– Сейчас там шпионов на каждом шагу и тебя тут же возьмут, едва к нему сунешься. Только хуже наделаешь. Может, по дурости своей фельдмаршал и впрямь не те письма подсунул, а которые требовались, уже у неприятелей наших в руках и не сегодня-завтра на стол к самой императрице лягут. В любом случае поездка твоя ничего не даст. Кто еще с тобой был? – внимательно посмотрел он на гвардейца.
– Сержант Калиновский и капрал Мирович.
– Кто такие?
– Из действующей армии. В Нарву по делам приезжали. Познакомился с ними случайно.
– Что им про те письма известно?
– Ничего неизвестно. Попросил помочь, а то одному того человечка никак не перехватить бы.

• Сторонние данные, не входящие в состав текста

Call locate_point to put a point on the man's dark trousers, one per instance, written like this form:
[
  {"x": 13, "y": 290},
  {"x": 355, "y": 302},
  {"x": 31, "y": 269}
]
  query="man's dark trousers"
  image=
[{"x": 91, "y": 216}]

– Мирович… Мирович… – несколько раз повторил Бестужев. – Чего-то слышал о нем. Из Малороссии?
– Родичи его оттуда, а потом их царь Петр в ссылку в Сибирь всех определил. Так этот Мирович уже там на свет появился. После учился в Шляхетском корпусе, но недоучился, и в армию отправлен. В пехотном полку служит.
– Хорошо… Иди, отдыхай. Как понадобишься, то сам найду. Из столицы ни шагу. И вот еще что: про письма ни гу-гу. Понял?
– А как же иначе? – сощурился Кураев. – Не первый раз, понимаю.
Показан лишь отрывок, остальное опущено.